The Noguchi Museum presents Miya Ando: Clouds, an installation of two site-specific sculptures in the Museum’s indoor-outdoor gallery. The works, suspended plate-glass sculptures internally etched with images of clouds, share Isamu Noguchi’s interest in sculpting ephemeral materials, and in using them to shape space.

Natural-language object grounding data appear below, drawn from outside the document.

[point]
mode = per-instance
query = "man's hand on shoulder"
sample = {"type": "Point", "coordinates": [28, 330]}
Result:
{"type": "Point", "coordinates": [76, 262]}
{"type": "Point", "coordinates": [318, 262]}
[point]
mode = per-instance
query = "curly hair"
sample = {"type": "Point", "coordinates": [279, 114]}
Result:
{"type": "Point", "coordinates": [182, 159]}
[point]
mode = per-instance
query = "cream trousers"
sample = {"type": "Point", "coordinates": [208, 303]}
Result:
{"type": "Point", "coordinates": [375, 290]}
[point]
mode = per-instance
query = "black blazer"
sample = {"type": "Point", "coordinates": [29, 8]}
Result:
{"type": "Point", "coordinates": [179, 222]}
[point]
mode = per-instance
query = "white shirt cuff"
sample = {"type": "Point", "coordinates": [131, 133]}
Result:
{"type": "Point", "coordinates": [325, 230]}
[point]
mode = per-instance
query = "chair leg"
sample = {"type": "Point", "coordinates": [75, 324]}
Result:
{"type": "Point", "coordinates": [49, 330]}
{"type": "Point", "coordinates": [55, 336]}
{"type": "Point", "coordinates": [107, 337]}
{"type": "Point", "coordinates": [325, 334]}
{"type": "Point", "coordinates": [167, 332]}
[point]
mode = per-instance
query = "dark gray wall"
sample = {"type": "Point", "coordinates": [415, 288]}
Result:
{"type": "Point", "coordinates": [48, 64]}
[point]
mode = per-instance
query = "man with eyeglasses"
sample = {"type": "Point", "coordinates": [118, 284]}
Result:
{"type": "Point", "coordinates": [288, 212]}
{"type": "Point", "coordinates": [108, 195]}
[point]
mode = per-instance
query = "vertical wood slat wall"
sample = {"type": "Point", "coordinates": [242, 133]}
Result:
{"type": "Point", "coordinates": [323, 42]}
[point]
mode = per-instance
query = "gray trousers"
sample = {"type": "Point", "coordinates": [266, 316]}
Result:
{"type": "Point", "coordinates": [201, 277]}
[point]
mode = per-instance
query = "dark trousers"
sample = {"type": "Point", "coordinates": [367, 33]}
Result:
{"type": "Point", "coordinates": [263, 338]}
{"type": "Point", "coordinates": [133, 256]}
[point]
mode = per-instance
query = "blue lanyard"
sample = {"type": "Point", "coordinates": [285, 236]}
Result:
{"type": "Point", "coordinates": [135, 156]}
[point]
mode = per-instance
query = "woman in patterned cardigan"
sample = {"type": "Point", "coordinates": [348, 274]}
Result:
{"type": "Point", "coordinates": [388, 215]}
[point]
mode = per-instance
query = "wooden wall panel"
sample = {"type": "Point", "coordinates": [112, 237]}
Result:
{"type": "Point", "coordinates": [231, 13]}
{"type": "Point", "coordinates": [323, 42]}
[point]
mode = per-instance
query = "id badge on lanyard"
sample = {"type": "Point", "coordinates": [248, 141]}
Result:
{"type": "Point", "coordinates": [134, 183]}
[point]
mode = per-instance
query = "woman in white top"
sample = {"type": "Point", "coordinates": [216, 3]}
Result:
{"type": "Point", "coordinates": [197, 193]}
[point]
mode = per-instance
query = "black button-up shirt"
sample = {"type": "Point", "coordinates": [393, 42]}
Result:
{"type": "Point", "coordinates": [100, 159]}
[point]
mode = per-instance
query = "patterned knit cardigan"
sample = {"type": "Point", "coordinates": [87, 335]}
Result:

Raised in a Buddhist temple by the sea in Okayama, Japan, and on 25-acres of redwood forest in coastal Northern California, artist Miya Ando has always been drawn to the immaterial quality of fog and clouds. She began creating images of clouds in glass cubes and slabs in 2011. Pushing the limits of commercial laser etching technology from the outset, she started small. By collaborating with a highly specialized factory, she has been able to gradually enlarge them. The two examples for the Museum, the first she has decided to hang—Haku-Un (White Cloud) 4.8.1, the largest to date, and Haku-Un (White Cloud) 3.3.1—take the work in a new, more environmental direction.
The pairing of her clouds with Noguchi’s large basalt sculptures was inspired by a Japanese zengo (or Zen phrase): “Blue mountain does not move. White cloud comes and goes naturally.” Although the etched image of clouds in the glass is static, the surface of the glass seems to move, as it mirrors changes in the environment. Meanwhile, the clouds shift in and out of sight as viewers walk around them. Seeming to expand and collapse in the charged landscape of the Museum’s indoor-outdoor gallery (Area 1), they are a conceptual and perceptual analogue for Noguchi’s collapsible Akari light sculptures—the subject of the Museum’s current exhibition Akari: Sculpture by Other Means.